高齢者総合的機能評価(Comprehensive Geriatric Assessment:CGA)は、病態把握に加え、患
者が有する身体的・精神的・社会的な機能を多角的に評価し包括的な医療を提供する考え方とその
工夫である。具体的な評価項目としては、身体機能、併存症、薬剤、栄養、認知機能、気分、社会
支援、老年症候群(転倒、せん妄、失禁、骨粗鬆症など)などが挙げられる。老年医学において CGA
は確立しているが、がん診療においては普及しておらず、近年その有用性について議論が高まって
いる。老年医学における CGA は各評価項目の脆弱性に対応して必要な治療介入を前提としているの
に対し、がん診療では脆弱性に介入までは十分に行われていない現状がある。このように CGA は評
価と介入がセットになっている概念なので、治療方針の決定などの為に総合的な健康度の評価のみ
をおこなう場合には、Geriatric Assessment (GA)という表現が使われる 1)。

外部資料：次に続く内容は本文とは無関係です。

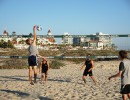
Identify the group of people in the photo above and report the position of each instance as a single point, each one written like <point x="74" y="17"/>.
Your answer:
<point x="124" y="67"/>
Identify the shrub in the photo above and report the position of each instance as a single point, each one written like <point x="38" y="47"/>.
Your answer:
<point x="56" y="64"/>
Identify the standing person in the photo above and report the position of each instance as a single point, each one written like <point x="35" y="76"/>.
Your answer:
<point x="44" y="67"/>
<point x="33" y="52"/>
<point x="124" y="73"/>
<point x="88" y="69"/>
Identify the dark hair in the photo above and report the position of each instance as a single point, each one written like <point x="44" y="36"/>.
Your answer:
<point x="123" y="54"/>
<point x="27" y="41"/>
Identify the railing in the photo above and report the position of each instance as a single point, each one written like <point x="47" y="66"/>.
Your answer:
<point x="61" y="36"/>
<point x="62" y="57"/>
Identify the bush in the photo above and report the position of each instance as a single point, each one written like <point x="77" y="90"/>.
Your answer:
<point x="56" y="64"/>
<point x="14" y="64"/>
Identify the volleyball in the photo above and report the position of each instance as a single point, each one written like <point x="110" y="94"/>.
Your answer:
<point x="39" y="28"/>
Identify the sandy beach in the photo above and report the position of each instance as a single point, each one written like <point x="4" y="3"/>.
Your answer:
<point x="63" y="84"/>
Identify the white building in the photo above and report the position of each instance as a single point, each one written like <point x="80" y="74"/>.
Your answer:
<point x="67" y="39"/>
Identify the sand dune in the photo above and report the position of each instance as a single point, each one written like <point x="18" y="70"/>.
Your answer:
<point x="62" y="84"/>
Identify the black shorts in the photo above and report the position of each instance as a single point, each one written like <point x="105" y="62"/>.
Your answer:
<point x="44" y="71"/>
<point x="32" y="61"/>
<point x="86" y="73"/>
<point x="125" y="89"/>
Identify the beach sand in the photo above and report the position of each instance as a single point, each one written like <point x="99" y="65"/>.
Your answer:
<point x="63" y="84"/>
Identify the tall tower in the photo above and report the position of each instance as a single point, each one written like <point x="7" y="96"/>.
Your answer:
<point x="49" y="32"/>
<point x="5" y="32"/>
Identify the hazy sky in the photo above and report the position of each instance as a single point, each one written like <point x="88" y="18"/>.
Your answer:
<point x="72" y="16"/>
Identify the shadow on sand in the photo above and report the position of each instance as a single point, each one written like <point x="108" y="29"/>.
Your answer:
<point x="25" y="95"/>
<point x="13" y="78"/>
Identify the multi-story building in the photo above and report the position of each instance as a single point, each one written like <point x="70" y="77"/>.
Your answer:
<point x="95" y="41"/>
<point x="67" y="39"/>
<point x="19" y="41"/>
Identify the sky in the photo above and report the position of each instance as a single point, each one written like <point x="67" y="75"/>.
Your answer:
<point x="72" y="16"/>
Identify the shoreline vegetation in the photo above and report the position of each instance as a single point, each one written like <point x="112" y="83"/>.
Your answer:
<point x="15" y="63"/>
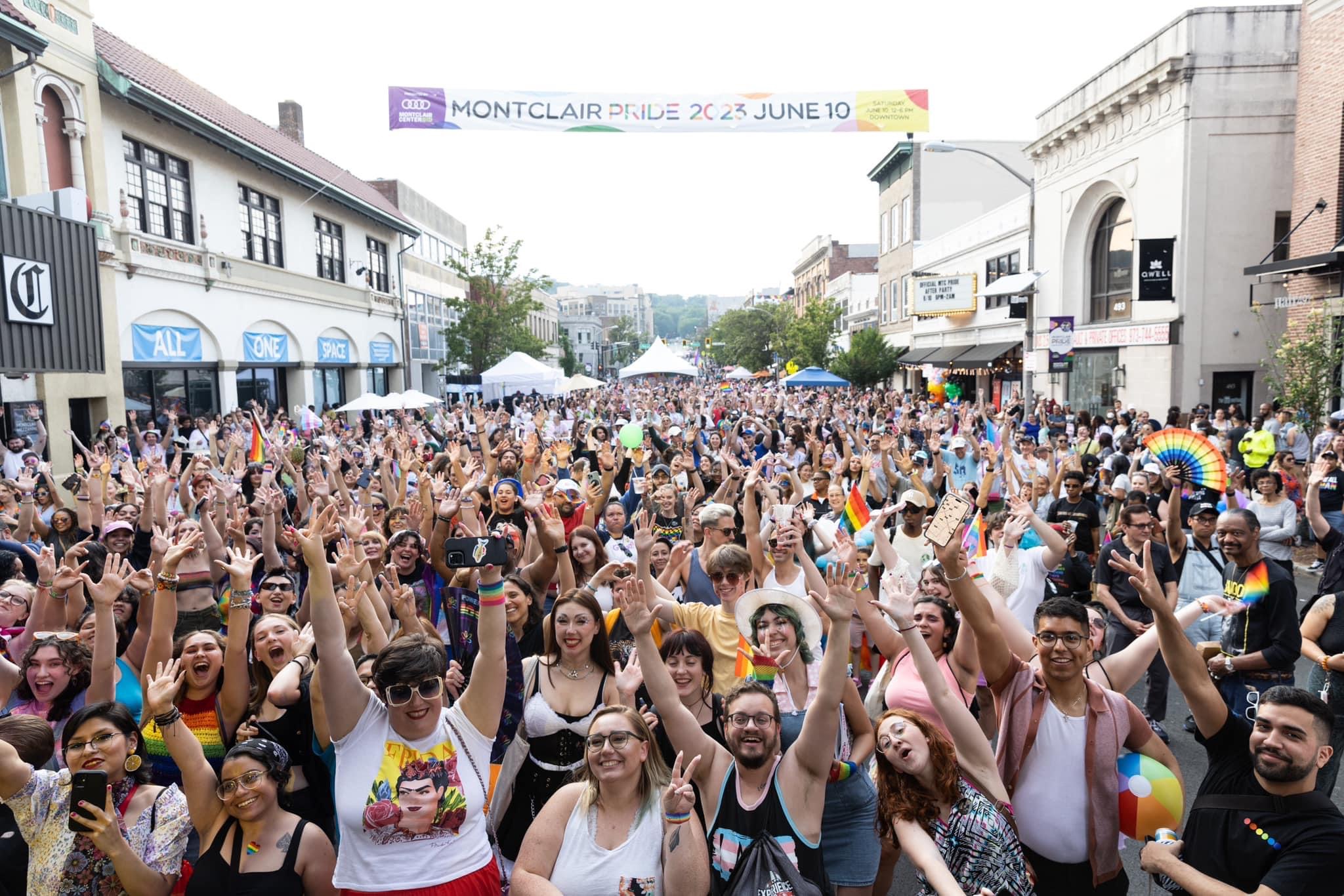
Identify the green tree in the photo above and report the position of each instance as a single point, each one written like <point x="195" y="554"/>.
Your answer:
<point x="569" y="360"/>
<point x="1303" y="369"/>
<point x="628" y="336"/>
<point x="870" y="359"/>
<point x="809" y="336"/>
<point x="492" y="319"/>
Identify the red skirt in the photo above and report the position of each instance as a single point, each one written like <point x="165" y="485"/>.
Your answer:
<point x="479" y="883"/>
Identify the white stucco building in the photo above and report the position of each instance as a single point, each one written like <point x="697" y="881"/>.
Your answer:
<point x="1188" y="136"/>
<point x="249" y="266"/>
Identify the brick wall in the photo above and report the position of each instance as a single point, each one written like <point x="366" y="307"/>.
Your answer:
<point x="1319" y="146"/>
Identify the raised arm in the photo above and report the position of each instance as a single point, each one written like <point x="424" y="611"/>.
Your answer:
<point x="1187" y="668"/>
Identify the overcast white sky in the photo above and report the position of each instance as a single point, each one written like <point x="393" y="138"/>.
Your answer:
<point x="684" y="214"/>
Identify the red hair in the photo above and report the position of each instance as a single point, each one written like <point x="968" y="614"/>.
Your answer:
<point x="902" y="797"/>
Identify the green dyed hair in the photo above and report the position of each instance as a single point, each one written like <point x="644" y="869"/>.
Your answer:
<point x="784" y="611"/>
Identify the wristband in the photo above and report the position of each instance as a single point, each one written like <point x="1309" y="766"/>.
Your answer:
<point x="169" y="718"/>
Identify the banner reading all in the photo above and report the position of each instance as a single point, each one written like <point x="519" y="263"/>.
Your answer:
<point x="872" y="110"/>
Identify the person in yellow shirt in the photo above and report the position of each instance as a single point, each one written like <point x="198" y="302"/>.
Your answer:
<point x="1257" y="446"/>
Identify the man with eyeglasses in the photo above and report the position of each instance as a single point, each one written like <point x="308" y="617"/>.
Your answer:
<point x="1255" y="825"/>
<point x="749" y="788"/>
<point x="1129" y="619"/>
<point x="1060" y="735"/>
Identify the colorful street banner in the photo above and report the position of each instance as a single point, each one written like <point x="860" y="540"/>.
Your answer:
<point x="1060" y="344"/>
<point x="873" y="110"/>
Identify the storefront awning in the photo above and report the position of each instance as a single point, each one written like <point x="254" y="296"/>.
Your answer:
<point x="914" y="357"/>
<point x="1014" y="284"/>
<point x="982" y="356"/>
<point x="946" y="355"/>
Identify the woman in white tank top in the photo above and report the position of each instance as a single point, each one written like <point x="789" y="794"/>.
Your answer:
<point x="624" y="826"/>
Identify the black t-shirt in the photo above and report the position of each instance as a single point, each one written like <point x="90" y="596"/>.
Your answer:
<point x="1297" y="852"/>
<point x="1331" y="493"/>
<point x="1085" y="514"/>
<point x="1118" y="582"/>
<point x="1269" y="622"/>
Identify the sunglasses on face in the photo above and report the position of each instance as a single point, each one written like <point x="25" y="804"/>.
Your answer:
<point x="401" y="695"/>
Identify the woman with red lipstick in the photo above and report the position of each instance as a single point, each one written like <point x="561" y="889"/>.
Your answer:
<point x="135" y="840"/>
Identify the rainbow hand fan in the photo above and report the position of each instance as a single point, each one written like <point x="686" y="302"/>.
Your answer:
<point x="1199" y="460"/>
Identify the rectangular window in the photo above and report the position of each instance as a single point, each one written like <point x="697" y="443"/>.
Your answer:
<point x="158" y="191"/>
<point x="378" y="265"/>
<point x="331" y="249"/>
<point x="259" y="216"/>
<point x="1001" y="266"/>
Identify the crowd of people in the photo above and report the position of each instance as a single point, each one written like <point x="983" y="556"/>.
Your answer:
<point x="665" y="638"/>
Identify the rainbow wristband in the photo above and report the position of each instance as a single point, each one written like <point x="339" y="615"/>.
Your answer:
<point x="491" y="596"/>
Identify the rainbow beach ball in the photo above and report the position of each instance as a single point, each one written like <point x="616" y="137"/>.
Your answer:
<point x="1150" y="796"/>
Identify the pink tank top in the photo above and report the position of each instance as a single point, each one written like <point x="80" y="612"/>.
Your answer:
<point x="906" y="689"/>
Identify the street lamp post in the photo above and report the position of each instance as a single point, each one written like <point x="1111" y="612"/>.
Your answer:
<point x="1031" y="255"/>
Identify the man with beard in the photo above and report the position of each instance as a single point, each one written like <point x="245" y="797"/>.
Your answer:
<point x="1261" y="645"/>
<point x="749" y="789"/>
<point x="1255" y="825"/>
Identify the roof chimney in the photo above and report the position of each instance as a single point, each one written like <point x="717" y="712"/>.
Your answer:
<point x="292" y="121"/>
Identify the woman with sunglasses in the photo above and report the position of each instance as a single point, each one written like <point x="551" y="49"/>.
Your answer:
<point x="941" y="779"/>
<point x="241" y="806"/>
<point x="135" y="838"/>
<point x="411" y="813"/>
<point x="625" y="824"/>
<point x="564" y="689"/>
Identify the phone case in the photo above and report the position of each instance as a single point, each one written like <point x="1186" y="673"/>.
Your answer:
<point x="946" y="519"/>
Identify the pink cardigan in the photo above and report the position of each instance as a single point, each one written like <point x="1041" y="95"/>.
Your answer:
<point x="1112" y="722"/>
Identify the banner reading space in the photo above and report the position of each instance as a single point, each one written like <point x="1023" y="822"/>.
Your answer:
<point x="874" y="110"/>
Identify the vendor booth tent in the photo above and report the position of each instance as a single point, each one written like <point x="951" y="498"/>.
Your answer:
<point x="659" y="359"/>
<point x="814" y="378"/>
<point x="519" y="373"/>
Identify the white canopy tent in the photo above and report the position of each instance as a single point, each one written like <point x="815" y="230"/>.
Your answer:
<point x="520" y="373"/>
<point x="581" y="382"/>
<point x="659" y="359"/>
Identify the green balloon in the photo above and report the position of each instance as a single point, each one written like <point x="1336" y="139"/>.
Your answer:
<point x="631" y="434"/>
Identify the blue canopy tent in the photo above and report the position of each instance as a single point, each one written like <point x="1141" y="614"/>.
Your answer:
<point x="814" y="378"/>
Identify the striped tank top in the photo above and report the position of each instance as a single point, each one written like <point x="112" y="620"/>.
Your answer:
<point x="203" y="720"/>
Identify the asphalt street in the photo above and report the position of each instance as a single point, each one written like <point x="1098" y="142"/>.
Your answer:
<point x="1188" y="754"/>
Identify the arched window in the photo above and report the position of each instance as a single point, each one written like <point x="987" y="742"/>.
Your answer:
<point x="1112" y="264"/>
<point x="58" y="146"/>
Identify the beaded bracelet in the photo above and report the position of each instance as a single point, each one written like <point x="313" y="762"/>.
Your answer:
<point x="169" y="718"/>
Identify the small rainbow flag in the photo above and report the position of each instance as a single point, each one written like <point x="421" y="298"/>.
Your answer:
<point x="855" y="512"/>
<point x="1255" y="586"/>
<point x="257" y="453"/>
<point x="976" y="539"/>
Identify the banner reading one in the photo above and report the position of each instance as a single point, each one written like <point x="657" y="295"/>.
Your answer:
<point x="875" y="110"/>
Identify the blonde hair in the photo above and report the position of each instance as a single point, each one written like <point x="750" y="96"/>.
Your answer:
<point x="654" y="771"/>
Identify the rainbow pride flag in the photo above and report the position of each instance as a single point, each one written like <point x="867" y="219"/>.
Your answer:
<point x="855" y="512"/>
<point x="976" y="539"/>
<point x="257" y="453"/>
<point x="1255" y="586"/>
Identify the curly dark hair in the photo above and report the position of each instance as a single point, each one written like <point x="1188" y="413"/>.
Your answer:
<point x="77" y="661"/>
<point x="901" y="797"/>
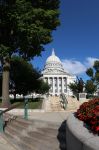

2018 年には米国臨床腫瘍学会(ASCO)から「化学療法を開始する脆弱な高齢がん患者に対して
の実践的な評価法と介入について」のガイドラインが公開された
2)。
「化学療法を開始する
65 才以
上の患者には、日常的には検出されない脆弱性を特定するために GA を使用すべき」とされている。
GA を行うことで、①通常の診療では特定されない問題の把握、②有害転帰の予測、③予後予測に
つながることが期待され、リスクに応じて介入を考慮することが可能である。GA の実施にあたって
は、患者自身の身体的/心理的な負担、医療者側の人的/時間的な負担等が生じるが、本邦では電子端
末などを用いて効率よくデータを収集するシステムが一般化していないため、各施設の実情に応じ
て工夫することが重要である。
文献
1)
Wildiers H et al. International Society of Geriatric Oncology consensus on geriatric
assessment in older patients with cancer. J Clin Oncol.
2014;32:2595-2603
2)
Mohile SG et al. Practical Assessment and Management of Vulnerabilities in Older
Patients Receiving Chemotherapy: ASCO Guideline for Geriatric Oncology.